Given that it reveals the search engine giant has been lying about search, this revelation calls into question the transparency of Google’s policies throughout the years.
What Exactly Happened?
On March 13, an automated bot known as yoshi-code-bot posted thousands of papers on Github that appeared to originate from Google’s internal Content API Warehouse. These documents were shared earlier this month with SparkToro, co-founder Rand Fishkin.
Key Points Of Leaked Document
Google’s search algorithm is perhaps the most powerful system on the internet, deciding website longevity and influencing the form of online content. The specific algorithms that Google employs to determine website ranking have remained mysterious, slowly being uncovered by researchers, journalists, and search engine optimization (SEO) experts.
Here are some important points about the leaked document –
Current:
According to the documentation, this data is correct as of March.
Ranking features:
14,014 properties from 2,596 modules are represented in the API documentation.
Weighting:
The documents just mentioned the existence of ranking features; they made no mention of how they are weighted.
Twiddlers:
There are re-ranking features that “may modify the information retrieval score of a document or alter the ranking of a document.”
Demotions:
There are several reasons why content may be demoted, including:
- The target site is not compatible with a link.

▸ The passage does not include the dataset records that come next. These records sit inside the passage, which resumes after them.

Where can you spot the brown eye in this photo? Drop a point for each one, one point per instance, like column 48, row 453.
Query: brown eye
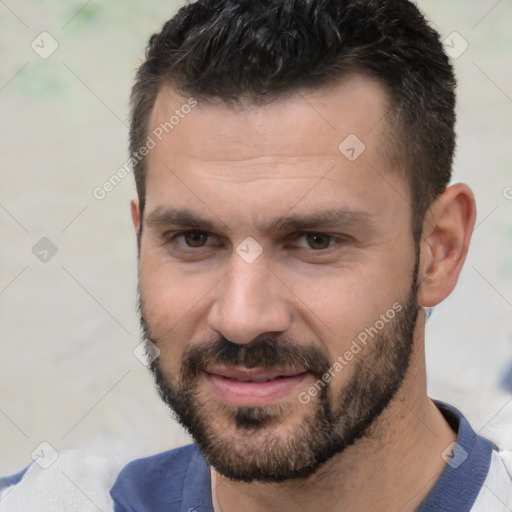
column 195, row 238
column 318, row 241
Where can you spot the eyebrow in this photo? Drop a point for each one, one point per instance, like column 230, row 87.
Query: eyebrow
column 163, row 217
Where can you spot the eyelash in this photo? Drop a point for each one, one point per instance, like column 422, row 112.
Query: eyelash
column 336, row 239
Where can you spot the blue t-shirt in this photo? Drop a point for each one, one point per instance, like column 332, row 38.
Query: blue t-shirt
column 477, row 478
column 179, row 480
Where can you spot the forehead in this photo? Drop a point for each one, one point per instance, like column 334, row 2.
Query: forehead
column 309, row 149
column 302, row 124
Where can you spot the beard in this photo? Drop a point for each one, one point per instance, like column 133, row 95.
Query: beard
column 245, row 443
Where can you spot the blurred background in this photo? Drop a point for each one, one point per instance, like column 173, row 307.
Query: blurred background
column 68, row 326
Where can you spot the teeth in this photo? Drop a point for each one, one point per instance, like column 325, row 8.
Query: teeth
column 256, row 380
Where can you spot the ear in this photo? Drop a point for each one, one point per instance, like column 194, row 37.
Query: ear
column 447, row 230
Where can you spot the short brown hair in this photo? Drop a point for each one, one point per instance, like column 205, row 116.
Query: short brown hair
column 258, row 51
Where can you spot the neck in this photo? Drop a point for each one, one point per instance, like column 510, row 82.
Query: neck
column 392, row 468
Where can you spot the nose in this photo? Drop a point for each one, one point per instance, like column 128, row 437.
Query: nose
column 249, row 301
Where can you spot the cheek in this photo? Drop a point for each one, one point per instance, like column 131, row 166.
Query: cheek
column 175, row 305
column 338, row 307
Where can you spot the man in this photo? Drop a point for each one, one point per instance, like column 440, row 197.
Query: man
column 294, row 220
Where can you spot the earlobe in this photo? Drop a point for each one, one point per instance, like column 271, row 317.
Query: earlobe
column 446, row 236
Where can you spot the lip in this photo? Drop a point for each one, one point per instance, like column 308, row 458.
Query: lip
column 253, row 386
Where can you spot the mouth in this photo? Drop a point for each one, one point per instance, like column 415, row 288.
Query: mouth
column 253, row 386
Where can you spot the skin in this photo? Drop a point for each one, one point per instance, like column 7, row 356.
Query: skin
column 242, row 169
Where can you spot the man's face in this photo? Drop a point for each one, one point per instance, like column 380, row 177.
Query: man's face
column 279, row 350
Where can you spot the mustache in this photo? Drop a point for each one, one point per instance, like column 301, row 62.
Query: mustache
column 264, row 352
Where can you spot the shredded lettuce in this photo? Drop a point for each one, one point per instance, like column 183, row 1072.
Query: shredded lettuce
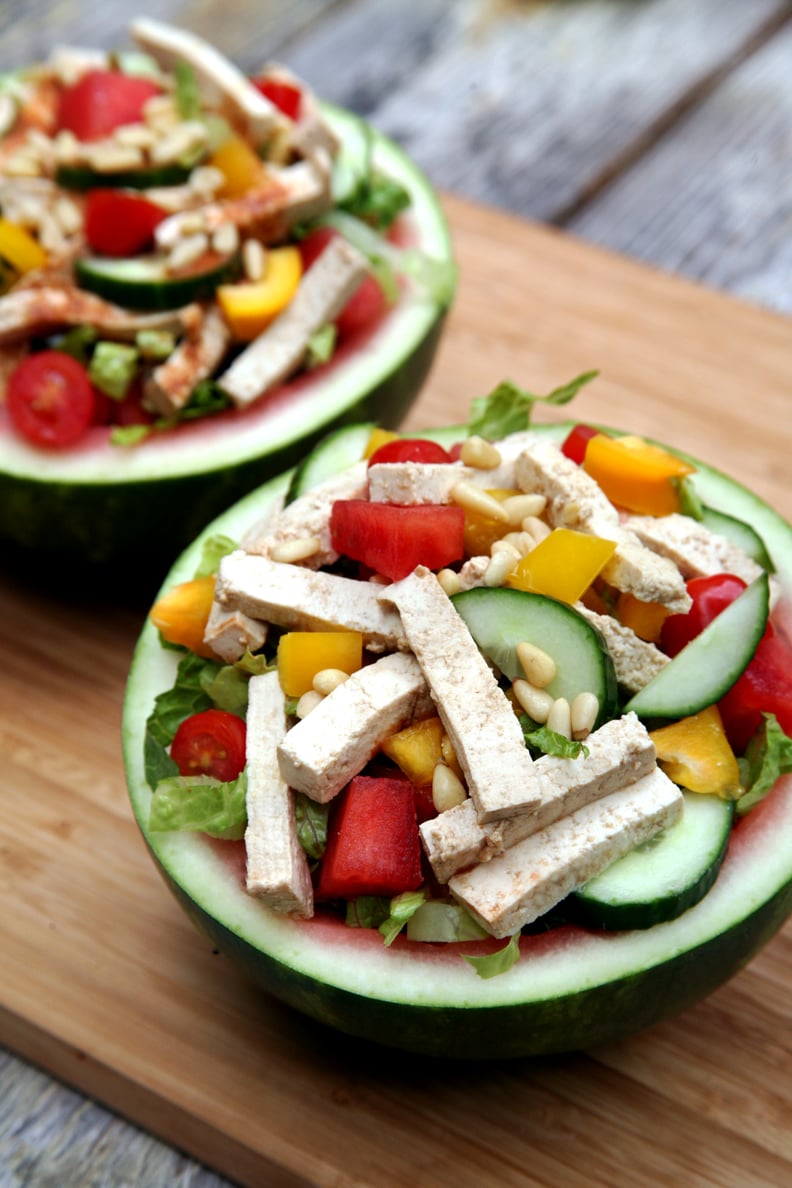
column 202, row 804
column 495, row 964
column 311, row 821
column 508, row 408
column 768, row 757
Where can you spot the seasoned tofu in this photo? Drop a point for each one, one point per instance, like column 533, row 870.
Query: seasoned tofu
column 303, row 600
column 695, row 550
column 280, row 349
column 620, row 752
column 309, row 516
column 527, row 879
column 323, row 751
column 416, row 482
column 475, row 713
column 575, row 500
column 277, row 865
column 637, row 661
column 230, row 633
column 220, row 81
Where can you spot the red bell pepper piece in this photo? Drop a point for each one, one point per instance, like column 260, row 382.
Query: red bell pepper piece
column 392, row 538
column 373, row 841
column 576, row 441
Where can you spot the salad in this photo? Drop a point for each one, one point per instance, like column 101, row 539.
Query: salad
column 178, row 239
column 475, row 684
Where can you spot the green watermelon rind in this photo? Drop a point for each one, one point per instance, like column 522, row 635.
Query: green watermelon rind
column 570, row 990
column 97, row 501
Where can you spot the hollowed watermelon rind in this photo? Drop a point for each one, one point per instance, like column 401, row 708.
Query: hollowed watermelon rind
column 572, row 989
column 140, row 505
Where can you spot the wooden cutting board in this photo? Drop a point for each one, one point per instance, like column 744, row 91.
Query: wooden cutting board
column 106, row 984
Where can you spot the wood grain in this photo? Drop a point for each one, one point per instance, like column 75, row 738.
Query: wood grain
column 108, row 986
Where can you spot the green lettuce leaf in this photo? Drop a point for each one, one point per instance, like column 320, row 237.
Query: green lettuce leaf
column 508, row 409
column 401, row 908
column 768, row 757
column 495, row 964
column 311, row 821
column 201, row 804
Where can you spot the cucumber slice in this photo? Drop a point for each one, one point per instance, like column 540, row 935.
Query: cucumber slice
column 741, row 534
column 703, row 671
column 337, row 450
column 82, row 177
column 666, row 874
column 144, row 283
column 499, row 619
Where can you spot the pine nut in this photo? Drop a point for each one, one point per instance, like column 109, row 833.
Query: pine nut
column 327, row 680
column 558, row 719
column 448, row 789
column 479, row 453
column 187, row 251
column 475, row 499
column 499, row 568
column 450, row 581
column 583, row 714
column 519, row 507
column 537, row 664
column 308, row 702
column 254, row 259
column 298, row 549
column 536, row 702
column 226, row 239
column 536, row 528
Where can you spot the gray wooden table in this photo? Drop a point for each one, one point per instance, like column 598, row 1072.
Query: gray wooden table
column 659, row 128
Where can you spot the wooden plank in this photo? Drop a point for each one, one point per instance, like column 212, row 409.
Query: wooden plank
column 107, row 985
column 526, row 107
column 714, row 201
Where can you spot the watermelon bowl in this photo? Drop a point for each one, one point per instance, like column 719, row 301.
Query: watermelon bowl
column 572, row 987
column 102, row 504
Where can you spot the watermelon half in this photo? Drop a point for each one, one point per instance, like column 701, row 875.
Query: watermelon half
column 99, row 503
column 570, row 990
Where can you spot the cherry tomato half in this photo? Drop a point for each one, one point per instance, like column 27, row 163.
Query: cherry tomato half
column 710, row 595
column 119, row 223
column 410, row 449
column 576, row 441
column 285, row 95
column 210, row 744
column 50, row 399
column 101, row 101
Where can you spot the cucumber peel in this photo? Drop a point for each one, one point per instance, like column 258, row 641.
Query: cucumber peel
column 707, row 668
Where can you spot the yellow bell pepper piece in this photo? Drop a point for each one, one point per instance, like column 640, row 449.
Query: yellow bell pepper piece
column 181, row 614
column 417, row 750
column 239, row 164
column 249, row 307
column 562, row 566
column 481, row 531
column 19, row 248
column 303, row 653
column 695, row 753
column 645, row 619
column 379, row 437
column 635, row 474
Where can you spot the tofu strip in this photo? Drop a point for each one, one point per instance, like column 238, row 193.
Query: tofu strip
column 620, row 752
column 526, row 880
column 323, row 751
column 277, row 864
column 475, row 712
column 280, row 349
column 303, row 600
column 575, row 500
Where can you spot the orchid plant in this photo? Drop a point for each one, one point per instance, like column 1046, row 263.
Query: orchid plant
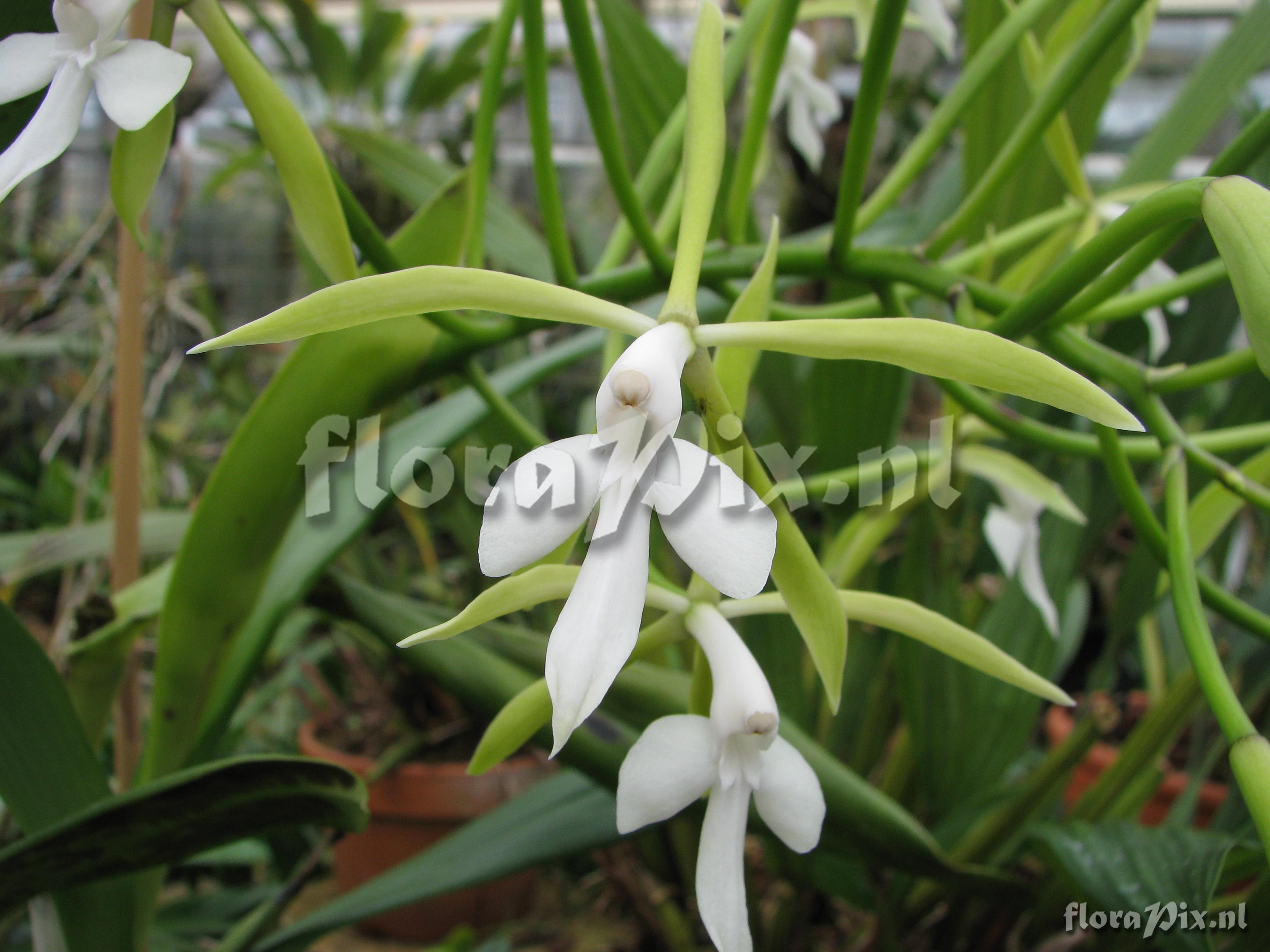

- User dissatisfaction is shown by SERP indications.
- Product evaluations
- Pornography
- Domains that match exactly.
- Location
Change history:
Google preserves a duplicate of each and every iteration of any page it has ever indexed. This means that every modification made to a page can be “remembered” by Google. But when evaluating links, Google only considers the past 20 modifications to a URL.
There are 14000 ranking features and more in the documentation. Google computes a feature called “siteAuthority”. Navboost features a unique module solely focused on click signals portraying users as voters, and their clicks are saved as votes. Google saves which result had the longest click during the session.
Google has a feature called hostAge that is used particularly “to sandbox fresh spam in serving time”. One of the modules connected to page quality scores has a site-level measure of views from Chrome.
Other intriguing findings According to Google internal documents:
- Google considers dates in the byline (bylineDate), URL (syntaxDate), and on-page content (semanticDate).
- To evaluate if a document is or is not a main topic of the website, Google vectorizes pages and sites, then compares the page embeddings (siteRadius) to the site embeddings (siteFocusScore).
- Google saves domain registration information (RegistrationInfo).
- Page titles are still important. Google offers a function called title match score, which is thought to determine how well a page title matches a query.
- Google computes the average weighted font size of terms in documents (avgTermWeight) and anchor text.
What’s Google’s Take On Leaked Search Algorithm Documents?
Google’s main point of view regarding the leaked internal documents is:
- They confirm the authenticity of the 2,500 leaked internal documents filled with details about data the company collects.
- However, they caution against making inaccurate assumptions about how Google Search works based on these “out-of-context, outdated, or incomplete” information from the leaked documents.
- Google states that they have shared extensive information about how Search works and the factors their systems weigh, while also working to protect the integrity of their search results from manipulation.
- They acknowledge that the leaked documents suggest Google collects and potentially uses data that they have previously said does not contribute to ranking web pages, like clicks, Chrome user data, and more. However, it is unclear which pieces of data are actually used for ranking search content.
- Google maintains that the documents do not reveal how different elements are weighted in search rankings, if at all.
Summary
In summary, while confirming the authenticity of the leaked documents, Google is cautioning against drawing definitive conclusions about their search algorithms and ranking factors from this information, which they claim could be outdated, incomplete, or taken out of context.